A litany of lows.

Another smashing day as commodities gets smashed again. Oil fell like a coin sinking in a bottomless lake as it fell in sympathy with a pathetic stock market. All the commodities fell in a deflationary spiral. Oil hit its lowest level since March of 2007. RBOB gasoline hit its lowest level since ever or at least since they have been trading the RBOB back in 2005. Heating oil is testing last month’s low which is was its lowest level since 2007.

Stimulus or no stimulus the shock still has to be that China has to stimulate its demand for commodities in the first place and that fact is still reverberating around the pits. Dow Jones reports that China it will raise export tax rebates for the third time this year, as part of the government's CNY4 trillion (586 billion) economic stimulus package to bolster their faltering economy. These lows in commodities are not only a sign that demand is fading but demand expectations are fading as well. And the litany of lows does not stop with petroleum, it has hit cotton as well. The cotton market has been driven by Asian demand and without it cotton hit a low of 2845, the lowest level since 2002. Sugar is on a two week low. The Asian stock markets weakness overnight seems to suggest that the Chinese stimulus package will do little in the short run to shore up the market or shore up demand.

And demand is falling all over the world and is now driving oil and commodities in a historic readjustment in the world economy. Even the Bank of England has acknowledged that these changes are raising the potential risk of deflation. The Bank of England warns that their inflation rate will fall well below the 2.0% target in the medium term if the benchmark interest rate remains at 3.0%. The Bank of England said there was some risk of a period of deflation if rates remain unchanged raising the specter of more rate cuts though yet at the same time risk of a period of falling prices was relatively small. The bank projects that because of subpar growth, inflation will slow sharply in the near term as energy and food prices decline. Further out they expect that inflation will fall well below the 2% target, reflecting a larger margin of spare capacity and the waning impact of import prices.

Ah yes spare capacity. Something that was almost nonexistent in commodities. No spare production capacity, no spare refining capacity, not enough acres available for ethanol, etc. Slower demand means more capacity as we go from under supplied to oversupplied. That pendulum continues to swing.
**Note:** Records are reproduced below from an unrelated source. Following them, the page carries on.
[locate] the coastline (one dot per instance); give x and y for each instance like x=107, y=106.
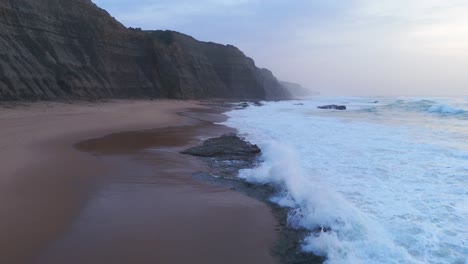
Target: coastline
x=58, y=196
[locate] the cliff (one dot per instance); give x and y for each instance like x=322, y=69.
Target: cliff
x=55, y=49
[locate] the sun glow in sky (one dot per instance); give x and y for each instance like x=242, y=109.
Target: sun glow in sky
x=344, y=47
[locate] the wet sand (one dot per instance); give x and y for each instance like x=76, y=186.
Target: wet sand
x=123, y=196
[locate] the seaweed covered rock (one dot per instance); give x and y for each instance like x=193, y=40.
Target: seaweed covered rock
x=228, y=146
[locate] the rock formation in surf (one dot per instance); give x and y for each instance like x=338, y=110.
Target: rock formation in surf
x=72, y=49
x=298, y=91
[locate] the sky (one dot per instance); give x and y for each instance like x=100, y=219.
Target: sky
x=337, y=47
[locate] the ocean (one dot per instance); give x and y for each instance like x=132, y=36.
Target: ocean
x=383, y=182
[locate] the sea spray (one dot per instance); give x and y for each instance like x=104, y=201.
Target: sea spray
x=332, y=221
x=383, y=186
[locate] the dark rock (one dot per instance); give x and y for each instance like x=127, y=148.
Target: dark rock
x=336, y=107
x=59, y=49
x=226, y=156
x=297, y=91
x=226, y=147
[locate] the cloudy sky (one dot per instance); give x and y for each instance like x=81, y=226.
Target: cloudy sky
x=346, y=47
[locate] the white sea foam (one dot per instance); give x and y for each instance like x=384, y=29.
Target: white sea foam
x=392, y=192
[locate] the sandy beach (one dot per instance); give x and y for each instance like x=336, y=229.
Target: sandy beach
x=104, y=183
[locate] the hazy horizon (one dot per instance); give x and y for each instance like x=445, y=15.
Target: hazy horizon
x=336, y=47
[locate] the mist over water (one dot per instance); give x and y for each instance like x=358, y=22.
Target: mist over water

Of Course at some point that will have ramifications on the supply side and at some point low prices negatively impact supply. Just yesterday it was reported that OPEC is looking to cut production by one million barrels a day at its scheduled meeting in December but that is actually less then what was talked about earlier. OPEC has got to be a bit embarrassed by the fact that they had called an emergency meeting and oil continues to dive to a 20 month low. That may mean that any action they take in the future may be made with less noise and fanfare to avoid embarrassment. The International Energy Agency, according to Dow Jones Newswires, is warning that oil project delays announced by several companies in recent weeks amid the fallout of the global financial crisis are raising the specter of new crude supply problems by 2010. IEA chief Faith Birol says that, "We see and hear about energy investments being delayed. This is a major worry and could lead to a supply crunch and much higher oil prices than we've seen before.” The IEA also had some soothing worlds for peak oil freaks by saying that although global oil production is not expected to peak before 2030, conventional crude oil production is projected to level off toward the end of the projection period.
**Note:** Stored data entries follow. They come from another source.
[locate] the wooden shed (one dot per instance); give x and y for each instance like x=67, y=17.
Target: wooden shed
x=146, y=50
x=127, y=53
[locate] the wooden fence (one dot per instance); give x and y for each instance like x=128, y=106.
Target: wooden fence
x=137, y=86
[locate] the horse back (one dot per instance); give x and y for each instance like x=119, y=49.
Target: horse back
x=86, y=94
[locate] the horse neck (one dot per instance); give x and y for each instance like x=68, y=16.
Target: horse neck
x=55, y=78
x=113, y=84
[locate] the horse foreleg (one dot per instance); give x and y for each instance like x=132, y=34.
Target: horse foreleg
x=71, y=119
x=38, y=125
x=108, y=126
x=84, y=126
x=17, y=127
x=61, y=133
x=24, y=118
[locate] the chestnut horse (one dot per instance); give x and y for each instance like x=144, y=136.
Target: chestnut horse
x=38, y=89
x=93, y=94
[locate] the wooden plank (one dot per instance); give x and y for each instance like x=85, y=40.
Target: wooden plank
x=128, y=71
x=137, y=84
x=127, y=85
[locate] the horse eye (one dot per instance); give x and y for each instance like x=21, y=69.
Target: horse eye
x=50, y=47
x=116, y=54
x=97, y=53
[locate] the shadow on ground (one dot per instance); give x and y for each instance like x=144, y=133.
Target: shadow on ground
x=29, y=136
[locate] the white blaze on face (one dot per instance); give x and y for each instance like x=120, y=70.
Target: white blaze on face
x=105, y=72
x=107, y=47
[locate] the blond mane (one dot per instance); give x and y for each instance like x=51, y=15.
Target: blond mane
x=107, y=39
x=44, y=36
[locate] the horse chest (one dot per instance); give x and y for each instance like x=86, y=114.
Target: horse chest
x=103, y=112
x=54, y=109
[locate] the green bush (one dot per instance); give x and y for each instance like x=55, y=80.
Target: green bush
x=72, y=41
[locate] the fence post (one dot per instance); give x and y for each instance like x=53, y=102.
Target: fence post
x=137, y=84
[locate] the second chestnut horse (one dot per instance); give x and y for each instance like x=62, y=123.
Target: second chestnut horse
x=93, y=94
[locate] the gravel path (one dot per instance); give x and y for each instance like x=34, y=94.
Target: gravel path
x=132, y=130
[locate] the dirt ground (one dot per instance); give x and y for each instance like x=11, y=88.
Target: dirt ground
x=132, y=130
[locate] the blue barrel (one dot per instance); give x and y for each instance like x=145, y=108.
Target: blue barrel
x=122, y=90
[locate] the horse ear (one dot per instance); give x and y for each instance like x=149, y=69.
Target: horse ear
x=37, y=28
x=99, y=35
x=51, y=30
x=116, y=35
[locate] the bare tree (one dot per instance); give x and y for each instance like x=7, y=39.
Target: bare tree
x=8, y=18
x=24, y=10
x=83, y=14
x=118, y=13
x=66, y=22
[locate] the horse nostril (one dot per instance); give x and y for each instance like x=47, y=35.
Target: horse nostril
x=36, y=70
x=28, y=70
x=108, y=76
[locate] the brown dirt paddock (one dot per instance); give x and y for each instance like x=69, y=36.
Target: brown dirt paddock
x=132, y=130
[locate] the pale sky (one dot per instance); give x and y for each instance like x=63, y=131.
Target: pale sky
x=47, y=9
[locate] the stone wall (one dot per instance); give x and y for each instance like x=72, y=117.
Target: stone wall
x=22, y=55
It is an impact that is already impacting alternative fuels. Mark Shenk with Bloomberg News reports that energy companies are cutting back development of Canadian oil sands which he reminds us is the world's biggest energy reserves outside Saudi Arabia. It seems that as crude prices plunge, processing costs become prohibitive. Shenk says that Royal Dutch Shell Plc, Suncor Energy Inc. and EnCana Corp will reduce plans to extract bitumen which is the tar-like raw material for the crude, after prices fell 65 percent to $37.07 a barrel since July 4. The Canadian Association of Petroleum Producers reduced its forecast for spending next year by 20 percent to C$16 billion ($13.6 billion). It was just last June that the trade group said companies would spend C$126 billion over the next five years on pipelines, mines and upgrading plants as record oil prices made the Canadian reserves in Alberta increasingly lucrative. Now that figure has now been chopped to about C$80 billion.
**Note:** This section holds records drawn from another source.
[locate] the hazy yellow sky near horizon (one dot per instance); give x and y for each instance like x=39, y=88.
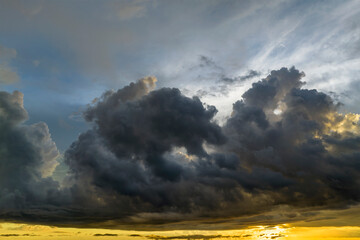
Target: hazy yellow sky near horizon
x=286, y=232
x=329, y=224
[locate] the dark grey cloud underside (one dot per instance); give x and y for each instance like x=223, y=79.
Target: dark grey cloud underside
x=156, y=157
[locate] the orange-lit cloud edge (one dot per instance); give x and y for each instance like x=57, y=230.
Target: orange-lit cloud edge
x=326, y=224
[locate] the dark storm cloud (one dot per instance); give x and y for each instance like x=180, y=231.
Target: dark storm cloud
x=156, y=157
What we are going though is a major historic readjustment that is not going to be bullish in the short run. Oil has it next major support at $56.00 in oil and demand will continue to fall. We have to find the level that will increase demand. Talk of more rate cuts in Europe is helping to bring us off the low but we still have a long way to go before we can talk about a bull market once again.

We're short December crude oil from apprx 7439 - lower stop to 6900!!!

Buy December heating oil at 18000 - stop 17600.

Sell December RBOB at 13600 - stop 14400.

Buy December natural gas at 515 - stop 500.